Jaggary balances Vata, but is too heavy and sweet for Kapha and too warm for Pitta to enjoy regularly. It is a very important source of nutrients and can be eaten daily by Vata. It is useful in cases like convalesence, pregnancy and post natal care. It has specific action on the lungs and is a very good blood builder. It is high in iron, and can be eaten daily with black sesame seeds for Vata type anemia. Jaggary also has the advantage of being sattvic, unlike white sugar (rajasic) or treacle (tamasic).

Since it naturally contains potassium and sodium jaggary doesn't cause a blood sugar spike like refined sugar does. Jaggary may be tolerated by diabetics a little better than white sugar, but raw honey is still best in this case. This mineral salt content also makes it excellent for rehydration or blood loss.

Jaggary is most typically used in India food for making sweets with sesame, coconut or milk. But Gujarati cuisine is famous for it's unique sweetness, and jaggary is used in dahl and vegetable dishes. A typical Punjabi meal is mustard greens with corn flour flat bread and a chunk of jaggary-delicious and really fun to eat!

If it looks light and dry it probably is, so most 'raw' sugar and 'brown' sugar likely shares more qualities with white sugar than jaggary. Find the most moist and gooey and dark sugar you can. In my experience gooey dark sugar made from coconut, date or palm has similiar qualities to that made from sugarcane, and may be more available.

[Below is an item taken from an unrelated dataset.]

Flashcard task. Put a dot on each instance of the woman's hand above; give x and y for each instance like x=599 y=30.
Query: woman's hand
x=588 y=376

It isn't as sweet as white sugar, and does affect the outcome of various baked goods, but I love it so much I use it in baking anyway. To use it in cooking you can dissolve it with a dash of warm water and use in place of syrups like honey (which shouldn't be cooked) and golden syrup (which is highly refined). This syrup is also delicious on pancakes. Dryer jaggary can be grated, and then blended to make a powder which can be used in place a regular sugar for a darker, heavier, less sweet result. Jaggary chunks can be easily dissolved in tea or porridge.